Posted by michelinewalker in Music

≈ 2 Comments

Tags

Baron Friedrich Melchior von Grimm, France, Jean-Jacques Rousseau, Jean-Philippe Rameau, Molière, Querelle des Bouffons, Treatise on Harmony, Wikipedia

Baroque period instruments: a hurdy gurdy, a viola da gamba, a lute, a baroque violin, and baroque guitar.

Jean-Philippe Rameau (25 September, 1683, Dijon – 12 September 1764) is a colossal figure in the development of music.[i]  In 1722, he published a Treatise on Harmony (Traité de l’harmonie réduite à ses principes naturels) (Wikipedia).  Well, 290 years later, textbooks on harmony teach harmony as described by Jean-Philippe Rameau.  Once music students have passed their course(s) on harmony, they may stray from Rameau’s treatise, but even then, Rameau’s treatise remains the standard reference.

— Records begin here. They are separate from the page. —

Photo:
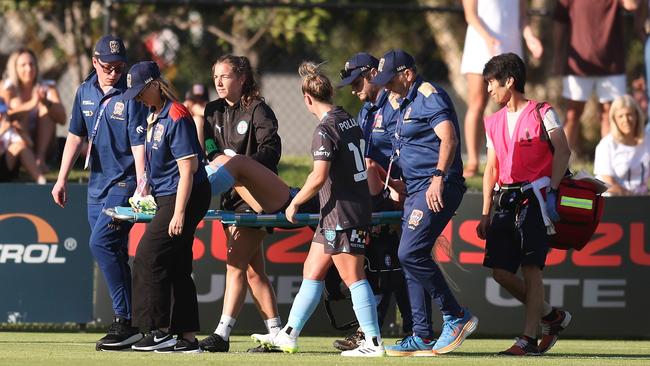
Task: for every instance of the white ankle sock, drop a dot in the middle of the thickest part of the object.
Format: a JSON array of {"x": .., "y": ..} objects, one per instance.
[{"x": 225, "y": 326}]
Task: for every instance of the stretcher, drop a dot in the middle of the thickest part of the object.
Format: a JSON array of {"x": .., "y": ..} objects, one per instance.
[{"x": 252, "y": 219}]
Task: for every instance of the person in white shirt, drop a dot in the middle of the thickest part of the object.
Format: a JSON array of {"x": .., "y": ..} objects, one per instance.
[{"x": 623, "y": 156}]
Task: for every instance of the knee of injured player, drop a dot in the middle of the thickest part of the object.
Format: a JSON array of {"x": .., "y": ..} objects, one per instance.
[{"x": 220, "y": 178}]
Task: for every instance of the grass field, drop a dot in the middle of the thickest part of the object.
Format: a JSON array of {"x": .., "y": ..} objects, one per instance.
[{"x": 78, "y": 349}]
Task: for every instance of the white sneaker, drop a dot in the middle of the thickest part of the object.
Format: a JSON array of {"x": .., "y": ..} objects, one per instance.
[
  {"x": 368, "y": 348},
  {"x": 284, "y": 342}
]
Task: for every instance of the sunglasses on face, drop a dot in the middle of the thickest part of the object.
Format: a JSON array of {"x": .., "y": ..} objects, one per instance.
[{"x": 109, "y": 69}]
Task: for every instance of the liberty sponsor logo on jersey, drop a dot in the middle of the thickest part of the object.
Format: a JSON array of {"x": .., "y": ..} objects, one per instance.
[
  {"x": 347, "y": 124},
  {"x": 158, "y": 132},
  {"x": 242, "y": 127},
  {"x": 415, "y": 218},
  {"x": 118, "y": 111}
]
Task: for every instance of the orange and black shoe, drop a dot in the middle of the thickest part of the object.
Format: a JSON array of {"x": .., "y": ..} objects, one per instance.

Rameau and the French Operatic Tradition

Until Rameau, Italian composers entertained the French.  Italian-born Lully (Giovanni Battista Lulli; 28 November 1632 – 22 March 1687) had been a favorite of Louis XIV.  He and Molière (1622-1673), born Jean-Baptiste Poquelin, had collaborated in creating “divertissements” (entertainment) for the king who was immensely fond of ballet.  Allow me to quote the Wikipedia entry on Molière.

“Molière’s friendship with Jean-Baptiste Lully influenced him towards writing his Le Mariage forcé and La Princesse d’Élide (subtitled as Comédie galante mêlée de musique et d’entrées de ballet), written for royal “divertissements” at the Palace of Versailles.”

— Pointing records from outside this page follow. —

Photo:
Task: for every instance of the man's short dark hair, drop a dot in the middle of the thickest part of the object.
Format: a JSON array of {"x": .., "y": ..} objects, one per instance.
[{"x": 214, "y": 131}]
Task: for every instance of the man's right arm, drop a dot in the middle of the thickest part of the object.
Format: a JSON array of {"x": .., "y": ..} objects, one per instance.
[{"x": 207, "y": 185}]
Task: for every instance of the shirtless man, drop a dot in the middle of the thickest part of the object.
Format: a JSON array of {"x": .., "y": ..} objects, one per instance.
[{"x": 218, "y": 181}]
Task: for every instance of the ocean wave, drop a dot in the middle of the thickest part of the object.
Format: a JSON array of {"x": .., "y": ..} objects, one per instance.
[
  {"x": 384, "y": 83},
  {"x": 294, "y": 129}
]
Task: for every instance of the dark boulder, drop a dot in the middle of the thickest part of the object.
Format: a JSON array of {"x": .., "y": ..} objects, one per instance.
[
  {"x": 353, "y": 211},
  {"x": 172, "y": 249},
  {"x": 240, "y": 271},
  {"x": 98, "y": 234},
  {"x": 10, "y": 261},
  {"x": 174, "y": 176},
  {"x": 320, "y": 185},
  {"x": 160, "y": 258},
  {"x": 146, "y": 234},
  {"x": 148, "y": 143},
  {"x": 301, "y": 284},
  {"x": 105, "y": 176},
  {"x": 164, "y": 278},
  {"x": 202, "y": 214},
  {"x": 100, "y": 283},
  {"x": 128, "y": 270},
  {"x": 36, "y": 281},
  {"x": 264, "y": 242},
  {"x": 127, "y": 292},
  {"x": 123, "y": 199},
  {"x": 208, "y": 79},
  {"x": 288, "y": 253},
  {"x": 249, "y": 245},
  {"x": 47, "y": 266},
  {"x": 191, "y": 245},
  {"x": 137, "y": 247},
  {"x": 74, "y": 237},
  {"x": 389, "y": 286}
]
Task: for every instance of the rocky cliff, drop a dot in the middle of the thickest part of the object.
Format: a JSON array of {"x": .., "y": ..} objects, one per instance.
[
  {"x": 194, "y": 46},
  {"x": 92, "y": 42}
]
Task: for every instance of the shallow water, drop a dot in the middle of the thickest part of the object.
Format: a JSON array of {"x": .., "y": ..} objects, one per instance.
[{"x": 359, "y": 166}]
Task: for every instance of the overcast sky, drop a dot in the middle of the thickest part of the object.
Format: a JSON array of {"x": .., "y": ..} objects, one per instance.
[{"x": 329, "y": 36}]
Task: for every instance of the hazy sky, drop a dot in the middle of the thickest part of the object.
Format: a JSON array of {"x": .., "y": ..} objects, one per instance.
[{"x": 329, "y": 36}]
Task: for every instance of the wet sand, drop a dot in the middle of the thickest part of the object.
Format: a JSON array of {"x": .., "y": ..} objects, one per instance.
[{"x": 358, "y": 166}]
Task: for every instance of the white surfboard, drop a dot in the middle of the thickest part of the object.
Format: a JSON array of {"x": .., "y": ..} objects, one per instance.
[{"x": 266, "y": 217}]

Yet, although Lully collaborated with Molière on comedies, he went on to create French lyric tragedy which Rameau and his contemporaries inherited.   However, there was dissatisfaction with respect to the French lyric tragedy, works in the “grand manner,” such as Les Indes galantes or gallantes. Galant is our keyword.  Bach’s sons, Wilhelm Friedemann, Carl Philipp Emanuel and Johann Christian, wrote musique galante and were more successful than their father.  In fact, Johann Sebastian was forgotten.

La Querelle des Bouffons (1752 -1754)

The matter culminated in the Querelle des Bouffons (“Quarrel of the Comic Actors”) which took place in Paris, France between 1752 and 1754.  The Querelle des Bouffons is usually considered as a paper war weighing the relative merits of French and Italian opera.  Wikipedia defines the Querelle des Bouffons as “a war of words between the defenders of the French operatic tradition and the champions of Italian music.”  But it may be more accurate to say that the French longed for music that brought tears to their eyes.  The reign of reason, dating back to Descartes’s Discourse on Method (1637), was being replaced by the reign of sentiment.

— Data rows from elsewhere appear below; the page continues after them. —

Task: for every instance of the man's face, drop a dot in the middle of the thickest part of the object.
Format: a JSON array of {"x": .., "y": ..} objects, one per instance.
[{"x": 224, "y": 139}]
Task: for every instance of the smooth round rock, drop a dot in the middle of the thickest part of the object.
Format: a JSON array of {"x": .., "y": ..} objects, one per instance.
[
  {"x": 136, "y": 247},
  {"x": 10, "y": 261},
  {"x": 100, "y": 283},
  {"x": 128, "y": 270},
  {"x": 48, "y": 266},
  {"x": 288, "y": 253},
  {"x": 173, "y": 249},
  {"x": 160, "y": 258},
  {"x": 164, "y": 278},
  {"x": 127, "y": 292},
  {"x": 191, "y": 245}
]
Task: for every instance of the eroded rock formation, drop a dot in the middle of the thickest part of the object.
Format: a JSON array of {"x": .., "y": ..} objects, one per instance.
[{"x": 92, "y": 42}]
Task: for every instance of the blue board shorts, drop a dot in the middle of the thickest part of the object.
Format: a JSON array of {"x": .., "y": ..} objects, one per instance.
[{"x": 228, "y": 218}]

Despite its reference to buffoons, the Quarrel opposed the loftiest minds of the French enlightenment, including the Encyclopédistes: Denis Diderot (5 October 1713 – July 31, 1784), co-editor of the Encyclopédie, Jean le Rond d’Alembert, co-editor, with Diderot, of the Encyclopédie and a music theorist, (16 November 1717 – 29 October 1783), the Baron Friedrich Melchior von Grimm, a music critic and  journalist, French-German Paul-Henri Thiry, Baron d’Holbach (8 December 1723 – 21 January 1789,  Geneva-born composer, essayist,  author Jean-Jacques Rousseau (28 June 1712 – 2 July 1778).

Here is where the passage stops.